Since then, the administration has privately hinted it might seek minor changes that would increase the president's flexibility in administering the law, but that it would not oppose extension, a source close to the issue said.

A senior administration official told a House subcommittee last week that a decision on the sanctions law would await the outcome of a broader review of policy toward Iran.

Broad bipartisan coalitions are forming in Congress to re-authorize the law, congressional sources said. Sens. Gordon H. Smith, Oregon Republican, and Charles E. Schumer, New York Democrat, plan to introduce legislation this summer, and expect to add 30 co-sponsors to the 12 they already have lined up, a staffer said.

"Iran gets its money to fund terrorism through investment in its oil sector," said Joe Sheffo, a spokesman for Mr.
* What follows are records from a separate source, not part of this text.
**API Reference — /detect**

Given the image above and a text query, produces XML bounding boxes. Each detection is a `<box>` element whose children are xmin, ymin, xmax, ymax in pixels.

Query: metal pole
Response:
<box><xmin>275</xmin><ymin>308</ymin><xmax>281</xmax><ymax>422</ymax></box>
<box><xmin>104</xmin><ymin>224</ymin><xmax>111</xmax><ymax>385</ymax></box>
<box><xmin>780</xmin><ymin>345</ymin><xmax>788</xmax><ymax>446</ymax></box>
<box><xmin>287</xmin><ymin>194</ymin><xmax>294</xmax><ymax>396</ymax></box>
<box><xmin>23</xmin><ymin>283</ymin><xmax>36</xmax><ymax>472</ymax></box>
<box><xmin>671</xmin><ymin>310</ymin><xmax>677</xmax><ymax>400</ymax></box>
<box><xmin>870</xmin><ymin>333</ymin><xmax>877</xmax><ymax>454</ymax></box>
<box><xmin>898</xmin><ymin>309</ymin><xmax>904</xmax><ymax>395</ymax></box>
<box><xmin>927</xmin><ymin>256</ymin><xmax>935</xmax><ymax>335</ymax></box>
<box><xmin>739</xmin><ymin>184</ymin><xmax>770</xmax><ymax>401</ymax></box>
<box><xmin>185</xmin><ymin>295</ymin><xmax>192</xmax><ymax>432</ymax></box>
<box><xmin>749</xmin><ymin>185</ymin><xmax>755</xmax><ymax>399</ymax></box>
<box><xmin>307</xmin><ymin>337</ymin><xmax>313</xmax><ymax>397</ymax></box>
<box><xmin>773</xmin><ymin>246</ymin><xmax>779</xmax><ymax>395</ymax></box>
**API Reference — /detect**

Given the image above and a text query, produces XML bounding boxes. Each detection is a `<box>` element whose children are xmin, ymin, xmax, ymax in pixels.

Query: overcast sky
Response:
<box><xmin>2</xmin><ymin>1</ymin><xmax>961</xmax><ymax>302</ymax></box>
Smith. "That's what we're after."

In the House, Representatives Benjamin A. Gilman, New York Republican, and Howard L. Berman, California Democrat, are pushing the bill.

The American Israel Public Affairs Committee is also backing the bill, as it did in 1996. The group believes that oil and gas revenues drive Iranian sponsorship of active terrorist groups, especially in the West Bank and Gaza Strip.

Allowing the law to lapse would create in Iran the "perception that the sanctions regime is crumbling" even though the Clinton administration did not use the law aggressively, said one official of a Jewish organization, who asked not to be identified.

European officials have begun lobbying the Bush administration against a renewal.

The Iran-Libya Sanctions Act penalizes non-U.S. companies that invest more than $40 million in either country's oil and gas sector. The president can impose a variety of sanctions on the offending company, but also can issue a waiver declaring that imposing the sanctions would harm American interests.

A 1995 executive order, which President Bush extended last week, bans investment by American companies in Iran.

Former President Clinton waived sanctions in every instance, most notably in May 1998, when he exempted a French-Russian-Malaysian consortium investing in Iran from penalties under the act.

Since then, business groups argue, the intended deterrent effect of the law has melted away, ensuring that Iran's oil and gas industry will enjoy foreign support and only American companies will be excluded. Ed Rice, executive director of the Coalition for Employment Through Exports, a business group, insists that the law has become irrelevant.

"There is a flood of reports each week about foreign investment in the sector," Mr. Rice said.